Un Noël Sans Gluten, Partie 1
Un Noël Sans Gluten devait être une super production cinématographique américaine. Mais, de toute évidence, et malgré mon insistance, Hollywood porte plus facilement plainte pour harcèlement qu’elle ne reconnaît le talent.
Ne supportant pas l’idée de vous priver d’une si belle histoire, je vous la retranscris pêle-mêle sur le papier, la police américaine ayant gardé mon manuscrit comme pièce à conviction.
J’espère que ce conte de Noël vous fera rêver, et vous fera pousser des ailes d’anges, et des canes à sucre dans le derrière.
I.
Il est 8h37, à New York.
On est en septembre. Le temps est radieux, bien qu’il fasse un peu frais le matin. Une météo tout à fait normal pour la saison, car aux Youhéçay, le réchauffement climatique n’existe pas.
Mandy sort de la ligne C du métro pour se rendre à l’agence de comm Big Pub qu’elle a crée il y a six ans. Elle kiff son taff, c’est sa vie. Elle ne s’encombre ni de mec, ni de gosse, encore moins d’animaux de compagnie : elle a pas le temps pour ce genre de connerie.
Quand elle n’est pas au bureau, elle passe du temps avec ses amis, ou à la salle de sport pour ses entraînements de catch hebdomadaires, ça la défoule.

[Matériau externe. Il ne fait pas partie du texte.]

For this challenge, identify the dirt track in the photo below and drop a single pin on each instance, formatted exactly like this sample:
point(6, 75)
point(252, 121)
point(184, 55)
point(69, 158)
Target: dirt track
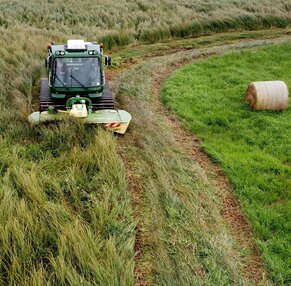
point(253, 268)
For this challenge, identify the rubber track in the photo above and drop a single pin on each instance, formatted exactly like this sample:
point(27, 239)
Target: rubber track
point(104, 102)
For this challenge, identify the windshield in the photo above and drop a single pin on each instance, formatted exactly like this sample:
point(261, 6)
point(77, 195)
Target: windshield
point(76, 72)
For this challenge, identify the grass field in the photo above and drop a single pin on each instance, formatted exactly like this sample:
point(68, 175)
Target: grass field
point(123, 22)
point(253, 148)
point(76, 202)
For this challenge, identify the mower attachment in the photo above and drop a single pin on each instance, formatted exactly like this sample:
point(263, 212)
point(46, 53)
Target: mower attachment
point(114, 120)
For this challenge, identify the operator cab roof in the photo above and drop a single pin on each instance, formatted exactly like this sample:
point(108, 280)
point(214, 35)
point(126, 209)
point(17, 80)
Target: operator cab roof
point(76, 45)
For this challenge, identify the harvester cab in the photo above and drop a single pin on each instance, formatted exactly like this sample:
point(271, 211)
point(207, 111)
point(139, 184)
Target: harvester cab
point(76, 86)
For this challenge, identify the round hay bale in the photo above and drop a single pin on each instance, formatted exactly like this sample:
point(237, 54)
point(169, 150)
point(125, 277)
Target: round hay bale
point(268, 95)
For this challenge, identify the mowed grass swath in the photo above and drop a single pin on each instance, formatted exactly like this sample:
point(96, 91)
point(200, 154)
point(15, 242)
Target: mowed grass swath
point(253, 148)
point(66, 213)
point(124, 22)
point(66, 216)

Elle est stylée, comme d’hab. Un trench imprimé léopard, un jean slim noir troué aux genoux laissant apparaître ses tatouages, des baskets blanches, un make-up rose pétant au top, ses longs cheveux blonds comme les blés au vent.
Ah, les blés.
Voilà bien la seule ombre au tableau de Mandy.
Mandy est… Gluten-free.
Mais attention : ce n’est pas un choix de bobo hypster new-yorkaise à la con qui s’invente des problèmes tant sa vie est merdique. Non. Il s’agit plutôt d’une malédiction.
Si Mandy ingère ne serait-ce qu’un milligramme de gluten, alors son cul devient un volcan. Elle chie instantanément partout, avec des douleurs si intenses que Saw, Saw 2, Saw 3, Saw 4, Saw 5, Saw 6, Saw 3D Chapitre Final et Jigsaw, à coté des latrines de Mandy, c’est pour les enfants.
La voilà donc, descendue une station avant pour choppé un food-truck qui délivre une nourriture inestimable à ses yeux : des pâtisseries sans gluten. Ne me demandez pas comment c’est possible. On est à New York, seul the sky is the limit (le ciel est la limite).
Un café latte soja à la main et un cinnamon roll dans l’autre, notre héroïne s’engouffre dans un immense building de verre et de soixante dix huit étages où se trouve son bureau…
II.
La secrétaire de Mandy, Marlène, entre dans son bureau.
Elle a l’air toute excitée. Elle est toujours beaucoup trop enthousiaste pour pas grand-chose…
Marlène exaspère Mandy au plus haut point.
Elle déteste ses fringues de meuf casual à tendances geek, avec ses jeans informes et ses t-shirt bariolés, ses cheveux ébouriffés, son make-up nude genre « ça va j’ai bien dormi merci » et son air guilleret, comme si elle était née hier.
Et pourtant, sans trop savoir pourquoi, elle s’est prise d’affection pour elle.
Et c’est réciproque.
Il faut dire que Marlène est hyper efficace au boulot, et pas de si mauvaise compagnie quand on évite de trop regarder sa tronche ébahie pour rien.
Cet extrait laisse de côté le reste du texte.